The calibration of the SWAT+ model is crucial for ensuring its accuracy and reliability in simulating hydrological processes and predicting the impacts of land management practices on water resources. Calibration involves adjusting the model’s parameters to match observed data, such as streamflow, sediment yield, and nutrient loads, thereby improving its representation of the real-world watershed conditions. This process enhances the model’s predictive capability, making it a more effective tool for water resource management, policy-making, planning and in the context of assessing the effects of climate change, land use alterations, and conservation practices. This page provides steps and tools to perform a hard calibration of SWAT+ models using scripted workflows.

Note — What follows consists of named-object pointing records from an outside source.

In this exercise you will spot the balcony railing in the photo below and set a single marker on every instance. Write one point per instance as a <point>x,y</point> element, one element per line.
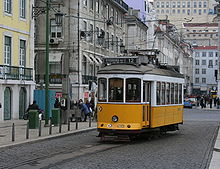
<point>53,78</point>
<point>15,73</point>
<point>86,79</point>
<point>122,4</point>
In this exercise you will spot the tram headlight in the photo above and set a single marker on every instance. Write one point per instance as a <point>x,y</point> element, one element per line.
<point>114,118</point>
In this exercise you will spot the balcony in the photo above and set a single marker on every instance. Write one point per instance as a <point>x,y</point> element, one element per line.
<point>15,73</point>
<point>122,4</point>
<point>87,78</point>
<point>53,78</point>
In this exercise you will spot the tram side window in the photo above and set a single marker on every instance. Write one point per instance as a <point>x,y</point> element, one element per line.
<point>163,93</point>
<point>168,93</point>
<point>133,90</point>
<point>102,90</point>
<point>116,90</point>
<point>158,93</point>
<point>180,94</point>
<point>172,93</point>
<point>176,93</point>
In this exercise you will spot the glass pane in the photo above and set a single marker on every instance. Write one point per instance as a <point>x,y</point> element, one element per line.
<point>102,90</point>
<point>133,90</point>
<point>116,90</point>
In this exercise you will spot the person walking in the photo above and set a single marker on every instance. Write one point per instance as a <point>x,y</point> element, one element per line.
<point>84,109</point>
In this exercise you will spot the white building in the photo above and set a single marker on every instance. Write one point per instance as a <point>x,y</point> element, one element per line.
<point>205,66</point>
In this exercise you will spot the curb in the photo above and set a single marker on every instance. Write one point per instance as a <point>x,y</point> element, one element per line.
<point>48,138</point>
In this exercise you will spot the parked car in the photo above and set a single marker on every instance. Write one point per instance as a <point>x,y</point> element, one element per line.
<point>188,104</point>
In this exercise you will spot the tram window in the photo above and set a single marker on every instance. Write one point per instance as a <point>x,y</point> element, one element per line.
<point>168,93</point>
<point>146,92</point>
<point>133,90</point>
<point>163,93</point>
<point>172,93</point>
<point>180,94</point>
<point>102,90</point>
<point>116,90</point>
<point>158,93</point>
<point>176,93</point>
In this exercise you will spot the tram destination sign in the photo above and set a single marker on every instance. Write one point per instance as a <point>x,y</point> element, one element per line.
<point>122,60</point>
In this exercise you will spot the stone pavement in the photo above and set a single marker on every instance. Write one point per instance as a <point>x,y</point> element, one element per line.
<point>21,129</point>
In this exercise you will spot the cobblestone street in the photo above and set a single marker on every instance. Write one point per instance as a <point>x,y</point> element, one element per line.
<point>188,148</point>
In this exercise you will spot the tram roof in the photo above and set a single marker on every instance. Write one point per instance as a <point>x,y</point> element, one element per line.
<point>141,69</point>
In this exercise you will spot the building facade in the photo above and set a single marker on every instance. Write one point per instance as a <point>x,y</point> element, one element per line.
<point>201,34</point>
<point>90,31</point>
<point>16,58</point>
<point>205,66</point>
<point>181,11</point>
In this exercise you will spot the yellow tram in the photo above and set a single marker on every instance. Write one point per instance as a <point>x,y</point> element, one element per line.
<point>135,97</point>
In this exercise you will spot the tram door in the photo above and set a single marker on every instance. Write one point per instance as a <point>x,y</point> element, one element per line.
<point>147,100</point>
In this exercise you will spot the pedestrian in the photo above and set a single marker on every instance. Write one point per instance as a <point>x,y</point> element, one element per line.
<point>57,103</point>
<point>210,102</point>
<point>84,109</point>
<point>202,102</point>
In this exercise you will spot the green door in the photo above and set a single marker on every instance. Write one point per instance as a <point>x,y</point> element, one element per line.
<point>22,102</point>
<point>7,104</point>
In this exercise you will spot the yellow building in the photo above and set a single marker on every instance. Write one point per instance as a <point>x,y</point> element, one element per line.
<point>16,58</point>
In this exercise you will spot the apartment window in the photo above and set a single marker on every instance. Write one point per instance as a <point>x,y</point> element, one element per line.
<point>210,64</point>
<point>8,6</point>
<point>91,2</point>
<point>158,4</point>
<point>188,12</point>
<point>23,8</point>
<point>84,2</point>
<point>184,4</point>
<point>188,4</point>
<point>197,54</point>
<point>55,30</point>
<point>22,53</point>
<point>205,4</point>
<point>195,4</point>
<point>7,50</point>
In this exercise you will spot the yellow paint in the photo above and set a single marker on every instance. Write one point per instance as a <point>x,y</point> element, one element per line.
<point>133,115</point>
<point>12,25</point>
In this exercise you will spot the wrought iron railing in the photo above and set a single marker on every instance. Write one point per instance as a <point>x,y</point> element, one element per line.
<point>15,73</point>
<point>122,4</point>
<point>87,78</point>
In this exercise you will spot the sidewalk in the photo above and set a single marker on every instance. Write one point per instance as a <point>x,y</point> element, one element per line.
<point>21,127</point>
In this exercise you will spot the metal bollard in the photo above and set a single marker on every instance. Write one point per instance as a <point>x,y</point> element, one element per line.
<point>60,126</point>
<point>68,124</point>
<point>40,129</point>
<point>13,132</point>
<point>27,130</point>
<point>90,120</point>
<point>50,128</point>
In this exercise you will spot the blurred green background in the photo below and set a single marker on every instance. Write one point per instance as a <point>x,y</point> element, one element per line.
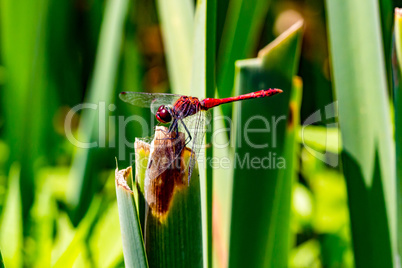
<point>57,201</point>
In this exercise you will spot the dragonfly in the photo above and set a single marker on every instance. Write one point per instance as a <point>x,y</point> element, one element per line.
<point>186,114</point>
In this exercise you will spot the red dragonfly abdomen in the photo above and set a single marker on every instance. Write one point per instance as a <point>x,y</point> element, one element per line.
<point>211,102</point>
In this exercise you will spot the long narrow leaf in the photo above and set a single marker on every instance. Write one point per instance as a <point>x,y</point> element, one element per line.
<point>133,244</point>
<point>260,153</point>
<point>100,94</point>
<point>177,20</point>
<point>202,84</point>
<point>398,120</point>
<point>11,238</point>
<point>368,156</point>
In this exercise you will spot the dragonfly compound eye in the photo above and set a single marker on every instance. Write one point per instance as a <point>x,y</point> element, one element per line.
<point>163,115</point>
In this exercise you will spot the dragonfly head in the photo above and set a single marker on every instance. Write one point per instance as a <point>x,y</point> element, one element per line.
<point>163,114</point>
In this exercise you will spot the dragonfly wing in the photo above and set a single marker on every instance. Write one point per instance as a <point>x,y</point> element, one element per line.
<point>196,125</point>
<point>164,153</point>
<point>148,100</point>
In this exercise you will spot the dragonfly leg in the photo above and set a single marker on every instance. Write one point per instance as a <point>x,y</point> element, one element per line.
<point>173,127</point>
<point>188,132</point>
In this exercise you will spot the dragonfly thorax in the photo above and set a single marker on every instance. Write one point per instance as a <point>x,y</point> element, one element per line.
<point>163,114</point>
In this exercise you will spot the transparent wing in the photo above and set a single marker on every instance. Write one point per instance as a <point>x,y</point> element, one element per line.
<point>148,100</point>
<point>164,154</point>
<point>196,125</point>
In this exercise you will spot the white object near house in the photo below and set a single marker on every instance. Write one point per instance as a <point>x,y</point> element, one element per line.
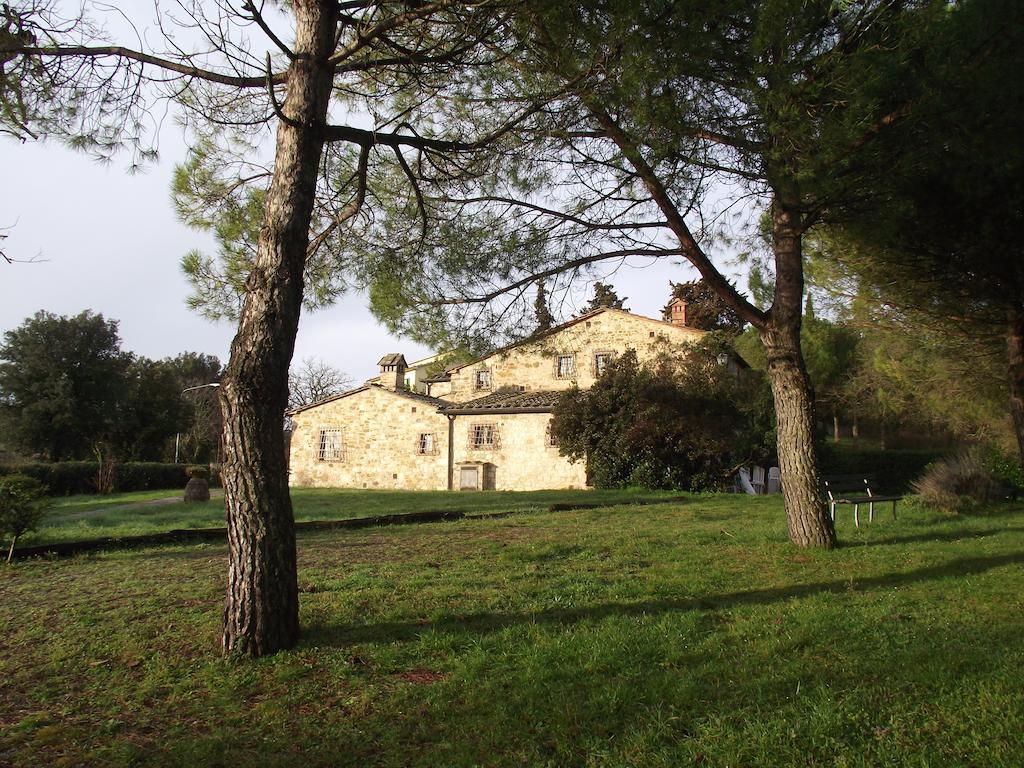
<point>758,480</point>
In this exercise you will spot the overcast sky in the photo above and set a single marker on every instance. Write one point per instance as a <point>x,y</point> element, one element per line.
<point>110,242</point>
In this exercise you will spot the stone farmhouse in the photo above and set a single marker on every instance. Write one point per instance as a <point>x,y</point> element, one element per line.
<point>481,425</point>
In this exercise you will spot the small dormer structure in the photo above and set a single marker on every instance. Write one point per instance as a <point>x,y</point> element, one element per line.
<point>393,371</point>
<point>677,308</point>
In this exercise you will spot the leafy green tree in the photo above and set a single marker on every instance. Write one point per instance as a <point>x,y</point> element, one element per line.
<point>152,413</point>
<point>23,504</point>
<point>62,381</point>
<point>604,296</point>
<point>942,237</point>
<point>681,423</point>
<point>395,68</point>
<point>785,101</point>
<point>830,350</point>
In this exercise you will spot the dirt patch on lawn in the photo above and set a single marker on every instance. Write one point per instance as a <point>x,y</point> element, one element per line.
<point>97,511</point>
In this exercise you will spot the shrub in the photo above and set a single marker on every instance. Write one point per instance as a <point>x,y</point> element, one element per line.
<point>957,483</point>
<point>1005,466</point>
<point>66,478</point>
<point>23,504</point>
<point>681,422</point>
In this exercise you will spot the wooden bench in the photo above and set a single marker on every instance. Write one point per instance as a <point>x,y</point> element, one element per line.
<point>855,489</point>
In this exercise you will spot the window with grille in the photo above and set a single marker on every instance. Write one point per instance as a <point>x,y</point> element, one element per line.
<point>566,367</point>
<point>332,446</point>
<point>482,436</point>
<point>426,443</point>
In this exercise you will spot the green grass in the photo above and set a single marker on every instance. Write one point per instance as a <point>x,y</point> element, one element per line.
<point>672,635</point>
<point>84,517</point>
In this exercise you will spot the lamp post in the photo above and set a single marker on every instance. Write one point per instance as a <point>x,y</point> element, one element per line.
<point>177,435</point>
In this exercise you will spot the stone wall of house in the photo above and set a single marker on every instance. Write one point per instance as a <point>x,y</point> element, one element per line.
<point>534,366</point>
<point>521,458</point>
<point>381,442</point>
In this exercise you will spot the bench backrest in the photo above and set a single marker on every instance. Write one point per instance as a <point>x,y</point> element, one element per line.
<point>844,483</point>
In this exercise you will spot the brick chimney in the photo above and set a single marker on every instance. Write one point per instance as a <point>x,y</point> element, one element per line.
<point>392,371</point>
<point>678,308</point>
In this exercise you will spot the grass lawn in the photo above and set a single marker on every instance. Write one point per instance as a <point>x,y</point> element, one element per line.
<point>80,517</point>
<point>679,634</point>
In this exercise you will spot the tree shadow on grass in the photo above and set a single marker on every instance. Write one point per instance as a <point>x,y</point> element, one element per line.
<point>945,537</point>
<point>341,636</point>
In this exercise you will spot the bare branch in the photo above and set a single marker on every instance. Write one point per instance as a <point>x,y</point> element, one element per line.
<point>86,51</point>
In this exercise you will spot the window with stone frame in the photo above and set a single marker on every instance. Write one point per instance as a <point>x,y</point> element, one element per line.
<point>565,367</point>
<point>481,379</point>
<point>331,445</point>
<point>550,440</point>
<point>482,437</point>
<point>601,359</point>
<point>426,443</point>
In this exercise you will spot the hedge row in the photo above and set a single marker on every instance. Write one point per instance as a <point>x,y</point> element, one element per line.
<point>895,470</point>
<point>66,478</point>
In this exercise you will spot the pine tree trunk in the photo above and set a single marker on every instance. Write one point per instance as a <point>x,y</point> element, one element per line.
<point>1015,350</point>
<point>261,613</point>
<point>808,519</point>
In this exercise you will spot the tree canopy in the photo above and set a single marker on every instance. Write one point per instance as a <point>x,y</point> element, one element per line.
<point>62,381</point>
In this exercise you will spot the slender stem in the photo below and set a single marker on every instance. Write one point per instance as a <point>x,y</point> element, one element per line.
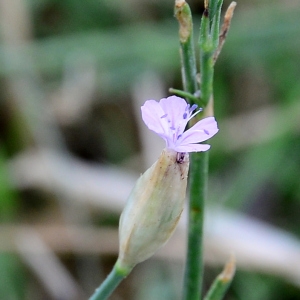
<point>187,51</point>
<point>194,263</point>
<point>109,284</point>
<point>199,162</point>
<point>222,282</point>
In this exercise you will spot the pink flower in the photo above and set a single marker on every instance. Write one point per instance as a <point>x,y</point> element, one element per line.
<point>169,117</point>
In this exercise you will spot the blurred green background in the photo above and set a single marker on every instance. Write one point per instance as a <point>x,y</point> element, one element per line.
<point>72,76</point>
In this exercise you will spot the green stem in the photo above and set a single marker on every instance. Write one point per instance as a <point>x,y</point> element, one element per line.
<point>222,282</point>
<point>109,284</point>
<point>187,51</point>
<point>199,164</point>
<point>194,263</point>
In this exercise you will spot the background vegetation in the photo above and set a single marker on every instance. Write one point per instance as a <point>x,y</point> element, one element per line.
<point>72,77</point>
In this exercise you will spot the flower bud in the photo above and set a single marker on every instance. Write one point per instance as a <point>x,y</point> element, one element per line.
<point>153,208</point>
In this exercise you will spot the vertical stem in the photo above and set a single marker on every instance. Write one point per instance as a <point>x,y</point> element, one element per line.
<point>109,284</point>
<point>194,263</point>
<point>199,161</point>
<point>187,51</point>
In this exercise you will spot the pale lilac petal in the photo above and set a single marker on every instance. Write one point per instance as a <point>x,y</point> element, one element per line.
<point>169,117</point>
<point>192,148</point>
<point>201,131</point>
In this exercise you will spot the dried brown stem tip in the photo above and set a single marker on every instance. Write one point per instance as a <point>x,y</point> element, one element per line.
<point>225,27</point>
<point>229,270</point>
<point>183,15</point>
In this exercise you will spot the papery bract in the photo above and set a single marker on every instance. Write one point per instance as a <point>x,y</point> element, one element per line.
<point>169,117</point>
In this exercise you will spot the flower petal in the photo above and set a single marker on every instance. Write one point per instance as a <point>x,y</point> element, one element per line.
<point>201,131</point>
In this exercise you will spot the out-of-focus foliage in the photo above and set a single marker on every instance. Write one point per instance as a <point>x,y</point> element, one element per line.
<point>258,71</point>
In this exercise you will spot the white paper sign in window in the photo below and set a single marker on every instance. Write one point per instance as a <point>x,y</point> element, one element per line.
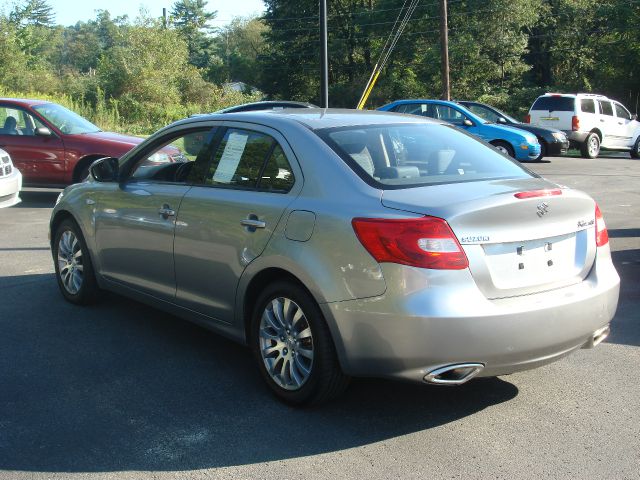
<point>230,159</point>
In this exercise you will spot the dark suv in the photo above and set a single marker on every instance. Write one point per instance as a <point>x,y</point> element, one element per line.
<point>53,146</point>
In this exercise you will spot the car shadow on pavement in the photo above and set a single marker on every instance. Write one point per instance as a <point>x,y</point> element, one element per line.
<point>120,386</point>
<point>625,327</point>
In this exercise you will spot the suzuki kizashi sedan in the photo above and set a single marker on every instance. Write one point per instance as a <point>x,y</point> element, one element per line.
<point>339,243</point>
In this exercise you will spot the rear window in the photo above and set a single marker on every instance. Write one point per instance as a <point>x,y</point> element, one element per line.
<point>403,156</point>
<point>554,104</point>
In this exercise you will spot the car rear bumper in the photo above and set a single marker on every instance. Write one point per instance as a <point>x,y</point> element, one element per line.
<point>10,189</point>
<point>421,324</point>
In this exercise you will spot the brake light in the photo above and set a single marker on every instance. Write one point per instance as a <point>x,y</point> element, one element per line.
<point>602,236</point>
<point>426,242</point>
<point>538,193</point>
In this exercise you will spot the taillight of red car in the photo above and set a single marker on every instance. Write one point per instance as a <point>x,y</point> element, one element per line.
<point>426,242</point>
<point>602,236</point>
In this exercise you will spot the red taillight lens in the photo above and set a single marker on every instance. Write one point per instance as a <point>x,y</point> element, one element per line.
<point>602,236</point>
<point>575,123</point>
<point>426,242</point>
<point>538,193</point>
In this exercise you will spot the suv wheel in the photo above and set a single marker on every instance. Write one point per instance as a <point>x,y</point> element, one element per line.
<point>591,146</point>
<point>635,151</point>
<point>293,347</point>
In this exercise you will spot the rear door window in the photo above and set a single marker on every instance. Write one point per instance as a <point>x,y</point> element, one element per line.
<point>587,105</point>
<point>554,104</point>
<point>605,107</point>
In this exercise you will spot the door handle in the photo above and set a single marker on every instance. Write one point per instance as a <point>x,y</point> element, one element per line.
<point>165,211</point>
<point>253,223</point>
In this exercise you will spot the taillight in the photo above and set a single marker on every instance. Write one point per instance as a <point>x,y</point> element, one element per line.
<point>538,193</point>
<point>602,236</point>
<point>426,242</point>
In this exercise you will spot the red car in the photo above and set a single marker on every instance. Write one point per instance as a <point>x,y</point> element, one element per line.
<point>53,146</point>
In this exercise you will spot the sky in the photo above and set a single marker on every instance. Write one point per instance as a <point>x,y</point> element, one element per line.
<point>68,12</point>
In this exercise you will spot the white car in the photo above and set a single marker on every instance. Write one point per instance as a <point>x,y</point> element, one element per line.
<point>10,181</point>
<point>591,122</point>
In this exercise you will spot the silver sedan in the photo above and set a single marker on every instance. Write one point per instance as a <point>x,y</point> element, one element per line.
<point>341,243</point>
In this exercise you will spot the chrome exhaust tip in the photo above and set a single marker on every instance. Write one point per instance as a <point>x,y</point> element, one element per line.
<point>456,374</point>
<point>598,337</point>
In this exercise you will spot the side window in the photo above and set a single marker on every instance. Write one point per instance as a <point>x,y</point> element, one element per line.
<point>239,159</point>
<point>277,175</point>
<point>175,158</point>
<point>622,112</point>
<point>587,105</point>
<point>605,107</point>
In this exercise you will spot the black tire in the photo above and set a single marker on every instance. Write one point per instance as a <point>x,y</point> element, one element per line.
<point>635,151</point>
<point>87,290</point>
<point>590,148</point>
<point>325,380</point>
<point>504,147</point>
<point>543,151</point>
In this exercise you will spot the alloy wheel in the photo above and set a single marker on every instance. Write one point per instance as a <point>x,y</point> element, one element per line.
<point>70,264</point>
<point>286,343</point>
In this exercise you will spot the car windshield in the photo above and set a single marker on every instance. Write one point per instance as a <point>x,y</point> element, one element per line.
<point>411,155</point>
<point>65,120</point>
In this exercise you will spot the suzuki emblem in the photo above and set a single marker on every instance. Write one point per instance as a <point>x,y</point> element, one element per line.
<point>543,209</point>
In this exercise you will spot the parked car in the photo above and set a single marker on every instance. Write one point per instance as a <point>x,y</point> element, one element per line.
<point>592,122</point>
<point>266,105</point>
<point>510,141</point>
<point>10,181</point>
<point>53,146</point>
<point>342,243</point>
<point>552,141</point>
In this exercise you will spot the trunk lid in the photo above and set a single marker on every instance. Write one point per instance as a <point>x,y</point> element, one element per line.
<point>514,246</point>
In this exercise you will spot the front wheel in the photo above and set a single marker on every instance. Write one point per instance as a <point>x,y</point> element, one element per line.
<point>505,148</point>
<point>293,347</point>
<point>74,270</point>
<point>591,146</point>
<point>635,151</point>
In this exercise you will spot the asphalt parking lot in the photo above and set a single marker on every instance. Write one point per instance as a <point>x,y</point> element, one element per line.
<point>121,390</point>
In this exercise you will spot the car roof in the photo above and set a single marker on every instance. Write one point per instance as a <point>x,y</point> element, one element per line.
<point>317,118</point>
<point>25,102</point>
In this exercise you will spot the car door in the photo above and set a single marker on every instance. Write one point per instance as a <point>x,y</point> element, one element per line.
<point>626,126</point>
<point>224,224</point>
<point>608,124</point>
<point>135,221</point>
<point>40,158</point>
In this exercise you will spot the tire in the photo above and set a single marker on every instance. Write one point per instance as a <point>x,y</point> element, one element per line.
<point>293,348</point>
<point>504,147</point>
<point>590,148</point>
<point>74,270</point>
<point>543,151</point>
<point>635,151</point>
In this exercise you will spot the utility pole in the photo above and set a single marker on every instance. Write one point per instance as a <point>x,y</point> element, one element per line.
<point>444,49</point>
<point>324,57</point>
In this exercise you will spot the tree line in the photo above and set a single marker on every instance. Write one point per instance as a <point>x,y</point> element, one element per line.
<point>141,73</point>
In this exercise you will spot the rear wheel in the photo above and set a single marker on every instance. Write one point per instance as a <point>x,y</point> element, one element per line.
<point>293,347</point>
<point>504,147</point>
<point>635,151</point>
<point>74,270</point>
<point>591,146</point>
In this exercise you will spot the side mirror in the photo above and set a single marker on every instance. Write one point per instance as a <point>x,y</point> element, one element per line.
<point>105,169</point>
<point>43,132</point>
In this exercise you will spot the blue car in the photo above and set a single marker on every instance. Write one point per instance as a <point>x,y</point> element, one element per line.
<point>516,143</point>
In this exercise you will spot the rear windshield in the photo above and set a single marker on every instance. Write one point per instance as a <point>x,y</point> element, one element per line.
<point>412,155</point>
<point>554,104</point>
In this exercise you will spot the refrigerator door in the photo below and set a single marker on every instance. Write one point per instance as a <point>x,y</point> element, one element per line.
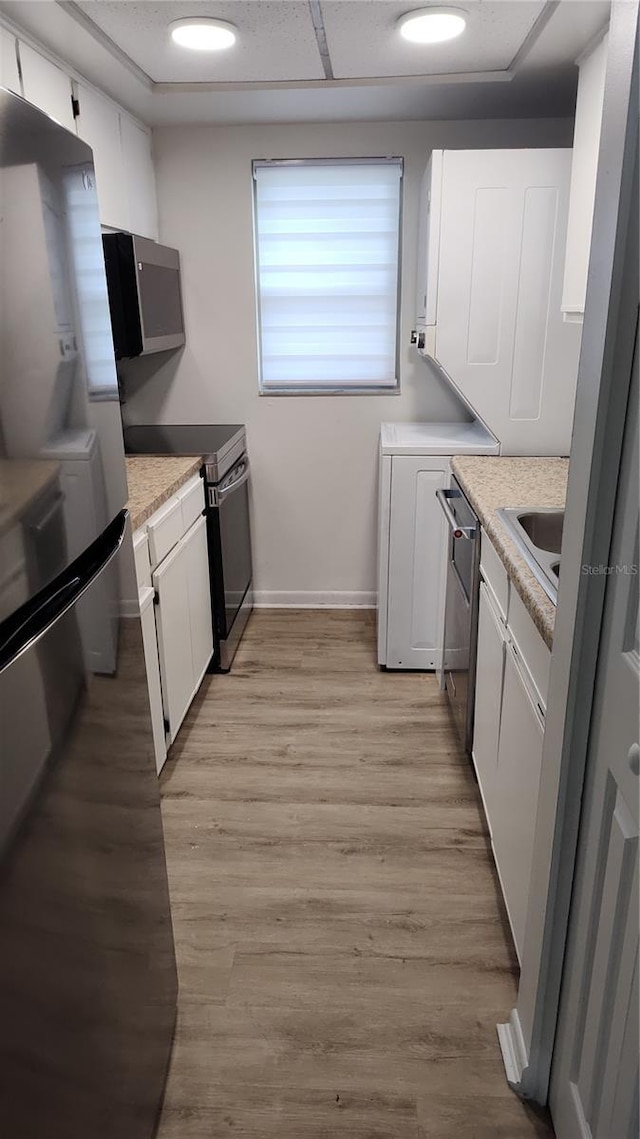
<point>88,982</point>
<point>62,457</point>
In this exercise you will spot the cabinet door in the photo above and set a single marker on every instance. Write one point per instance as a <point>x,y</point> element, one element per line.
<point>199,598</point>
<point>9,74</point>
<point>174,636</point>
<point>428,242</point>
<point>490,674</point>
<point>98,124</point>
<point>500,334</point>
<point>517,783</point>
<point>152,664</point>
<point>139,179</point>
<point>417,563</point>
<point>47,87</point>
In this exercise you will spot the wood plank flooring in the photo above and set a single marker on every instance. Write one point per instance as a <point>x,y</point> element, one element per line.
<point>342,951</point>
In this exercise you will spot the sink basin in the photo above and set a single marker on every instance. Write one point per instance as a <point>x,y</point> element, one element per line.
<point>538,533</point>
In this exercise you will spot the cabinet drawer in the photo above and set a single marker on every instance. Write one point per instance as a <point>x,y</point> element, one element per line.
<point>530,647</point>
<point>193,500</point>
<point>164,530</point>
<point>494,575</point>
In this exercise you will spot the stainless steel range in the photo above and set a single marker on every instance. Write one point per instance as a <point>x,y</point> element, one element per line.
<point>226,472</point>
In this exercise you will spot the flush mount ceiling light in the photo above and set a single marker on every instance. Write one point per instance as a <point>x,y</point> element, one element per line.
<point>432,25</point>
<point>203,34</point>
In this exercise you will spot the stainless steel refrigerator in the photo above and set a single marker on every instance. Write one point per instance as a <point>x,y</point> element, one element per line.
<point>88,982</point>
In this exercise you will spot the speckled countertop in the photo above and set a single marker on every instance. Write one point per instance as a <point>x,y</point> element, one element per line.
<point>153,478</point>
<point>21,482</point>
<point>493,482</point>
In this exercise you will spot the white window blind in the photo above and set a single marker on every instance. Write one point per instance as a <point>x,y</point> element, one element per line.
<point>327,238</point>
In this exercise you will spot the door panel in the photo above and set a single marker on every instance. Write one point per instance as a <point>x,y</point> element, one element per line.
<point>595,1075</point>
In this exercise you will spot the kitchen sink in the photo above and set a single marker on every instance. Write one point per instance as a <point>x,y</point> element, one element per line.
<point>538,533</point>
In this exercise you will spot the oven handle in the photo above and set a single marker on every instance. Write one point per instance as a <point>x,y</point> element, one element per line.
<point>216,497</point>
<point>468,532</point>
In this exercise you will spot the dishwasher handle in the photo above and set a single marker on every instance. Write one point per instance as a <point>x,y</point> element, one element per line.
<point>443,497</point>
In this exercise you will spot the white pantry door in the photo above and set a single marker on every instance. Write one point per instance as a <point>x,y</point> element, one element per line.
<point>595,1074</point>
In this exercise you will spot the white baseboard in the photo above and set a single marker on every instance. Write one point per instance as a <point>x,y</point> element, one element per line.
<point>514,1049</point>
<point>308,599</point>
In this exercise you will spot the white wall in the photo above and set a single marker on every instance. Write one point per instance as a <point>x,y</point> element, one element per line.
<point>313,458</point>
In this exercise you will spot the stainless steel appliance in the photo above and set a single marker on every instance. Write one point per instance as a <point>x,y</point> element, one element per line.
<point>226,472</point>
<point>145,295</point>
<point>461,608</point>
<point>88,982</point>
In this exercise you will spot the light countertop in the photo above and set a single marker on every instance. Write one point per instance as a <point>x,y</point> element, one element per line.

1. Loading required packages

The first step in the hard calibration workflow is to load the necessary R packages. These packages provide functions and tools for data manipulation, visualization, and model calibration. The following code chunk loads the required packages for the hard calibration workflow.

2. Defining settings

The next step is to define the settings for the hard calibration workflow. This includes specifying the SWAT+ model path, input files, calibration parameters, observed data, and other relevant information. The following code chunk sets up the necessary settings for the hard calibration workflow.

# Path to the SWAT+ model
model_path <- '../test/my_dearest_model'

# Path to the crop data file
qobs_path <- '../inst/extdata/q_cha.csv'

# Define the path to the observed WQ data
wqobs_path <- '../inst/extdata/no3.csv'

# You can define the path to the other observed data, like groundwater depth data, etc.
gwobs_path <- '../inst/extdata/gw.csv'

# Set the path to save results of the soft calibration
sc_res <- '../test/simulations'

# Set the number of cores available for calculations.  
# Number of cores for 12 runs use 3, 4, 6, or 12 cores (if available)
cores <- 3

# Channel IDs where gauges are located at the channel outlets.
cha_ids <- c(67)

# Define the simulation save file names to be used in SWATrunR
save_file_name <- "sim1"

# Number parameter combinations to run
n_comb <- 100

# Fraction of the best parameter combinations to be used for the final 
# WQ calibration
n_best <- NULL # example n_best <- .02 # 2% of the best parameter combinations, 
# if NULL, n_best = 20/n_comb

# Number of combination drawn for the nutrient parameters (this number 
# is multiplied by the number of selected parameter combinations for the flow.
# For example n_comb = 1000, n_best .1, means 100 best runs selected, multiplied
# with n_nutr = 100 results in 10,000 model runs for the nutrient calibration.
# If null, 1000/(n_comb*n_best) formula applied resulting in 1000 runs)
n_nutr <- NULL

# Number of cores to be used for the parallelization of the model runs
n_cores <- NULL ## If NULL, all available physical cores - 2 will be used

# Define time period to be used in model runs. Please note this period should
# match your management data period, if it was prepared with SWATfarmR. You can
# safely modify 'start_date_print' and 'end_date' to define the period for which
# you want to print the model output. However, please take great care, if you 
# modify 'start_date' as you might need to update your management files too. 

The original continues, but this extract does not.